Splitting your home loan means exactly what it sounds like – for part of your loan you pay a fixed rate and for the other part you pay a variable rate. Splitting your home loan into fixed and variable rate portions can give you both the certainty of a fixed rate and the flexibility of a variable rate. And the great part is, you get to choose how much of your loan you portion to each.

Split home loan pros and cons

Split home loans appeal to borrowers who like to hedge their bets. Depending on your personal situation, splitting your borrowings into fixed and variable rate portions can give you certainty over a portion of your repayments that are fixed, while giving you the opportunity to benefit from a favourable market with the other portion of your home loan that is variable.

A split home loan in action

But what kind of benefit can a split home loan really give you? The easiest way to find out is to put some numbers to it.

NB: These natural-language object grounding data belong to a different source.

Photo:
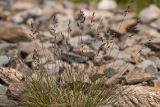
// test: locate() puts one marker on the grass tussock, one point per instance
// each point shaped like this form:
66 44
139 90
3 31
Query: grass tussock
70 90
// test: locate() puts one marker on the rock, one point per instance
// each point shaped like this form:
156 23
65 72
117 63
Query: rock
156 24
154 45
98 59
149 67
4 60
4 45
156 60
138 75
149 32
52 68
4 101
9 75
20 5
107 5
85 51
15 90
16 33
121 68
72 57
139 96
149 14
134 51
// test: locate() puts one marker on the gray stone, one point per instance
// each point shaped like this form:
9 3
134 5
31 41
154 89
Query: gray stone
116 54
109 72
156 60
4 101
4 60
72 57
156 24
150 13
52 68
138 75
149 66
107 5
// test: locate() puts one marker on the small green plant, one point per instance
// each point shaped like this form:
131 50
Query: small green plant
70 90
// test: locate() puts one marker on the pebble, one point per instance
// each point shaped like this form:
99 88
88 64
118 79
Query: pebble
149 14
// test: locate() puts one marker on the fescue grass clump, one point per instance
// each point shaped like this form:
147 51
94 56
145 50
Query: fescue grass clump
71 89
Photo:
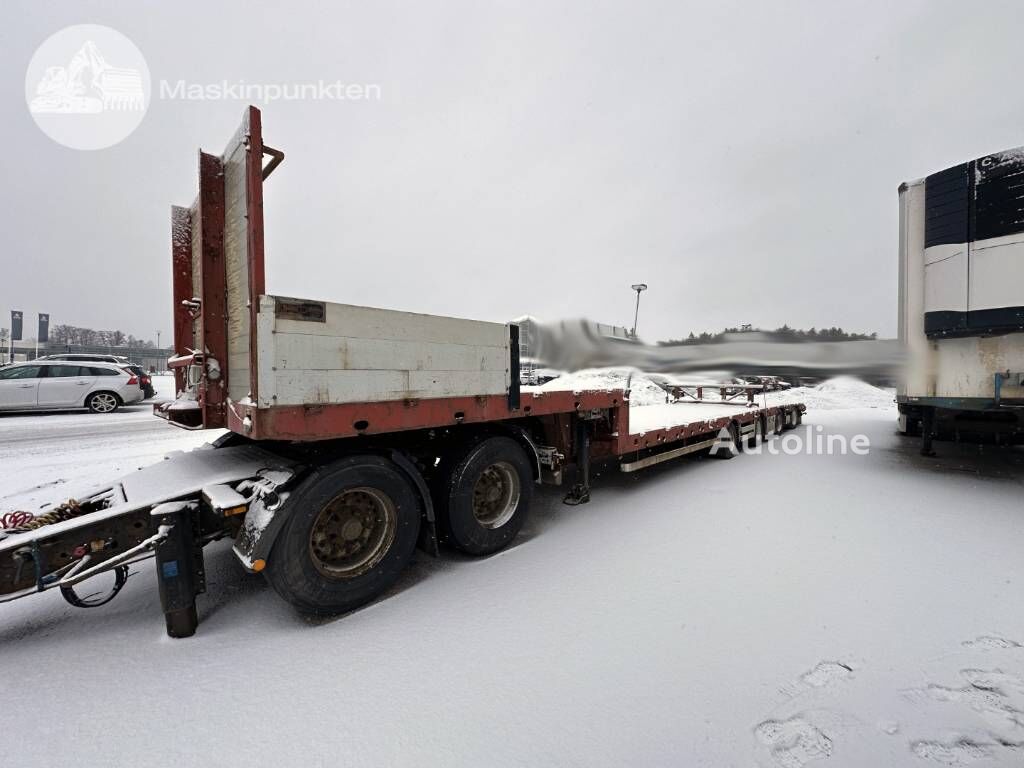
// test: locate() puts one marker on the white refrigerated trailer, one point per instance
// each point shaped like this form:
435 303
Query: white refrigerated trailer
962 301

As an example, suppose you have a $450,000 home loan and you split this into two separate loan accounts. One being a $250,000 variable rate split and the other being a $200,000 3 year fixed rate split.

  • The fixed rate split will have a rate locked in for 3 years with set repayments.
  • The variable rate split may change as market interest rates vary.

In this scenario, almost half of your loan is fixed, meaning you know exactly how much your monthly repayments will be on that portion for 3 years. This reduces the variability you need to allow for in your budget.

On the other hand, you are able to make unlimited additional repayments into the variable rate split, access redraw and offset funds against the loan to save on interest costs.